On Tue, Oct 30, 2018 at 6:16 AM Andres Freund <andres@anarazel.de> wrote:
Hi,
Magnus cornered me at pgconf.eu and asked me whether I could prototype the "barriers" I'd been talking about in the online checksumming thread.
The problem there was to make sure that all processes, backends and auxiliary processes have seen the new state of checksums being enabled, and aren't currently in the process of writing a new page out.
The current prototype solves that by requiring a restart, but that strikes me as a far too large hammer.
The attached patch introduces "global barriers" (name was invented in a overcrowded hotel lounge, so ...), which allow to wait for such a change to be absorbed by all backends.
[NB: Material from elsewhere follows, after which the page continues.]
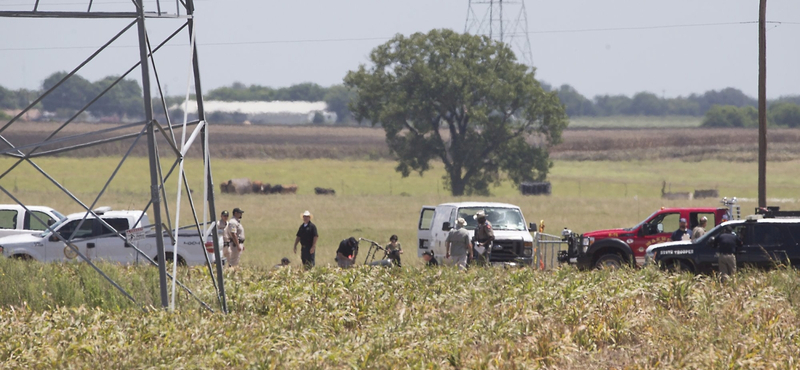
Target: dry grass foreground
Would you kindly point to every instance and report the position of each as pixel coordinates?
(406, 318)
(309, 142)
I've only tested the code with gdb, but that seems to work:
p WaitForGlobalBarrier(EmitGlobalBarrier(GLOBBAR_CHECKSUM))
waits until all backends (including bgwriter, checkpointers, walwriters, bgworkers, ...) have accepted interrupts at least once. Multiple such requests are coalesced.
I decided to wait until interrupts are actually process, rather than just the signal received, because that means the system is in a well defined state. E.g. there's no pages currently being written out.
For the checksum enablement patch you'd do something like;
and after that you should be able to set it to a perstistent mode.
I chose to use procsignals to send the signals, a global uint64 globalBarrierGen, and per-backend barrierGen, barrierFlags, with the latter keeping track which barriers have been requested. There likely seem to be other usecases.
The patch definitely is in a prototype stage. At the very least it needs a high-level comment somewhere, and some of the lower-level code needs to be cleaned up.
One thing I wasn't happy about is how checksum internals have to absorb barrier requests - that seems unavoidable, but I'd hope for something more global than just BufferSync().
Comments?
Finally getting around to playing with this one and it unfortunately doesn't apply anymore (0003).
I think it's just a matter of adding those two rows though, right? That is, it's not an actual conflict it's just something else added in the same place?